In judging the electorate that turned him out of office, state Supreme Court
Justice Russell Nigro said Pennsylvania’s voters were “blinded by
rage.”
In fact, it was the exact opposite. In a welcome change, the
voters took off their blinders and could clearly see an entrenched
political class in Pennsylvania that has become increasingly
pretentious, over-paid, and corrupt.
As a case in point, directly related to Nigro, the voters,
rather than being “blinded by rage,” saw a judiciary that has
turned a blind eye for decades as our politicians took illegal pay
hikes by way of so-called “unvouchered expenses,” a practice that’s
a clear violation of a provision in the state Constitution that
forbids lawmakers from increasing their salaries during their
current terms in office.
In the underhanded world of Pennsylvania politics where one
money-grubbing hand washes the other, “unvouchered expenses” means
the politicians get their salary increases illegally and
prematurely through reimbursements for expenses that don’t exist
while the judges flash a green light to the practice and pocket
their own pay hikes.
A thought by Frederic Bastiat (1801-1850), a
French journalist and economist and an early activist for free
markets, is pertinent to our current situation in Pennsylvania.
“When law and morality contradict each other,” he wrote, “the
citizen has the cruel alternative of either losing his moral sense
or losing his respect for the law.”
It might be something that Mr. Nigro can’t grasp, but what
happened on Election Day is that more voters in Pennsylvania than
normal decided against losing their moral sense. They said the 16
percent to 54 percent pay raises that the Legislature awarded to
itself in a no-debate, no-public input, middle-of-the-night vote
were wrong, and that it was wrong for politicians to grab the money
more than a year early by means of reimbursements for imaginary
expenses, and wrong for the judiciary to be go-along cronies in the
entire illicit process.
Rather than being “blinded by rage,” voters appropriately
concluded that “losing respect for the law” is exactly the right
response when the law is wrong.

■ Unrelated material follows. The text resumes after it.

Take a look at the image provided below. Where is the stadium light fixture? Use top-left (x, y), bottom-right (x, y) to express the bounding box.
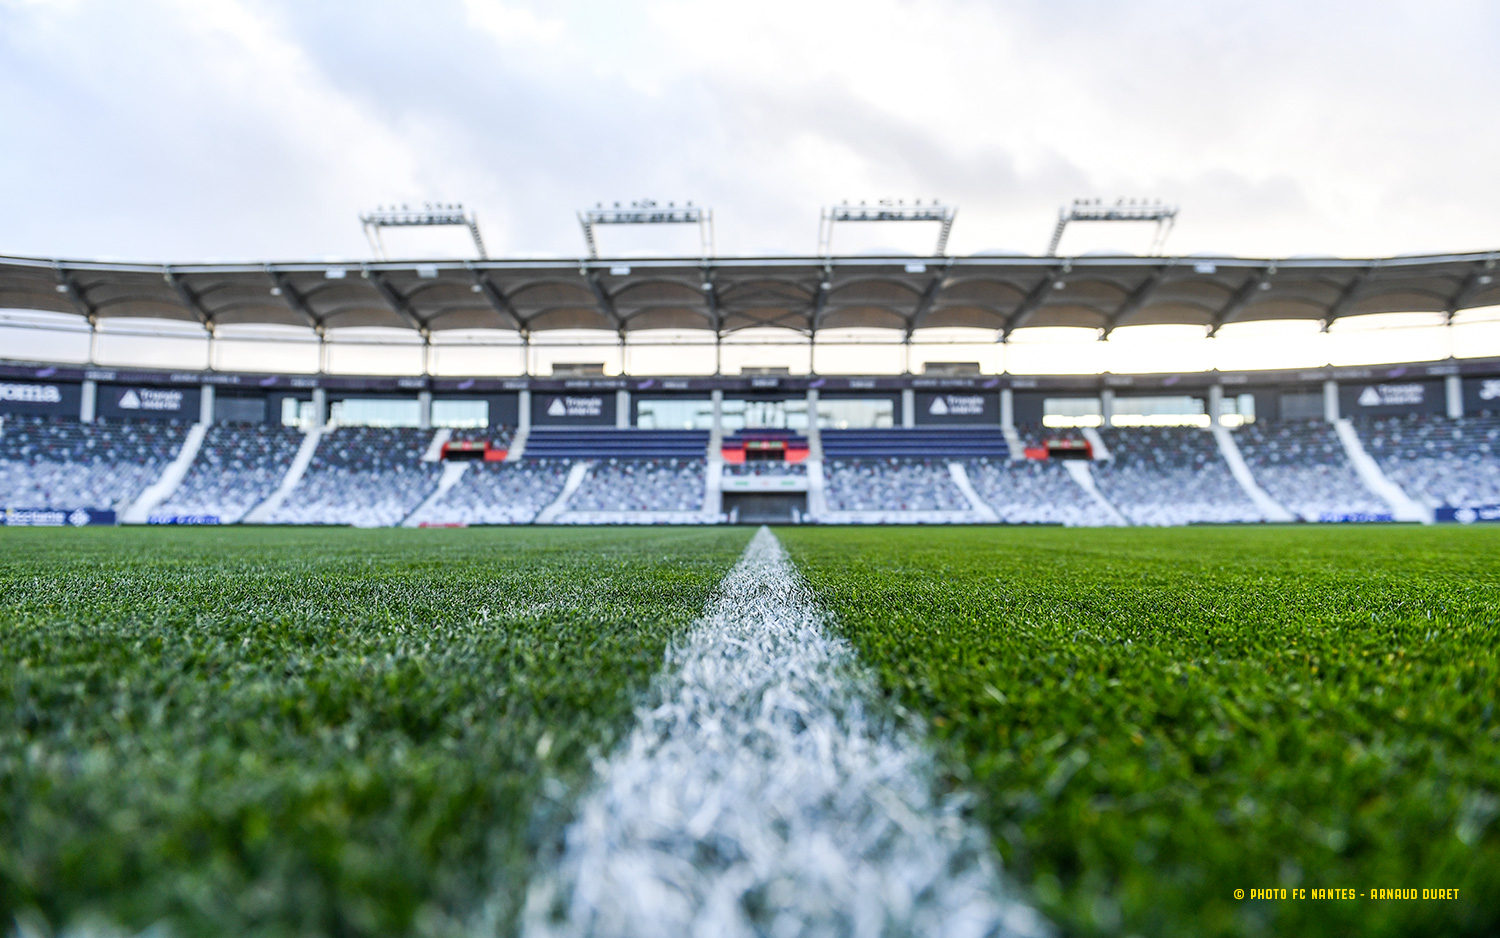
top-left (578, 200), bottom-right (715, 260)
top-left (360, 203), bottom-right (487, 260)
top-left (1046, 197), bottom-right (1178, 256)
top-left (818, 199), bottom-right (958, 258)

Similarly, losing respect for
politicians is exactly the right response when lawmakers turn into
a collective of perpetual lawbreakers.
Before it was a beer, Samuel Adams was a leader in the fight
against British colonial rule and a signer of the Declaration of
Independence. In fighting an entrenched and self-aggrandizing
political power, Adams had this advice: “Be not intimidated, nor
suffer yourselves to be wheedled out of your liberties by any
pretense of politeness, delicacy, or decency. These, as they are
often used, are but three different names for hypocrisy, chicanery,
and cowardice.”
Choosing sides in a battle between political subjugation and
individual sovereignty, said Adams, is to choose sides between
slavery and freedom: “If ye love wealth greater than liberty, the
tranquility of servitude greater than the animating contest for
freedom, go home from us in peace. Crouch down and lick the hand
that feeds you; may your chains set lightly upon you, and may
posterity forget that ye were our countrymen.”

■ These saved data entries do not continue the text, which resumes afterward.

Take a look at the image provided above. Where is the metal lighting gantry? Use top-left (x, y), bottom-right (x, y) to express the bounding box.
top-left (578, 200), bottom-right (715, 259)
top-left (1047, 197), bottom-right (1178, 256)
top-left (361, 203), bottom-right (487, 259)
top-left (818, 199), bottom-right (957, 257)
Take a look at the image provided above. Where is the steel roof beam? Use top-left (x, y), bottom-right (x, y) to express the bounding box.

The danger, always, is for those who are ahead of the crowd,
those who see early an emperor without clothes, and say it.
Historically, it’s those groundbreakers, those willing to speak
with candor, those disposed to be the targets of embedded
authorities and ingrained prejudices, who have been essential in
the advances of liberty and societal evolution.

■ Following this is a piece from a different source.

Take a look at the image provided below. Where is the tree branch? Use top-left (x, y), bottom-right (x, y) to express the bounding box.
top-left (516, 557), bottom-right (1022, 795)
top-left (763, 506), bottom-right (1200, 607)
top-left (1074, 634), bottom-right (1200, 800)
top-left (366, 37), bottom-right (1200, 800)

Again, from Samuel Adams, and directly applicable to those
relatively few in Pennsylvania who started the ball rolling against
the pay hike shenanigans that transpired in Harrisburg in the wee
hours of July 7: “It does not require a majority to prevail, but
rather an irate, tireless minority keen to set brush fires in
people’s minds.”
John Adams, another early patriot in the American revolution,
and later the first Vice President of the United States and the
second President of the United States, warned of the obsession that
those in control have to eliminate any and all beliefs that they
see as either frightening or erroneous: “The jaws of power are
always open to devour, and her arm is always stretched out, if
possible, to destroy the freedom of thinking, speaking, and
writing.”
Still, the larger danger, as America’s Founders cautioned, was
in doing nothing, doing nothing in the face of growing absolutism,
nothing as restraints on self-determination become more
suffocating, nothing as the acts of malice become more sordid and
the roots of repression grow deeper.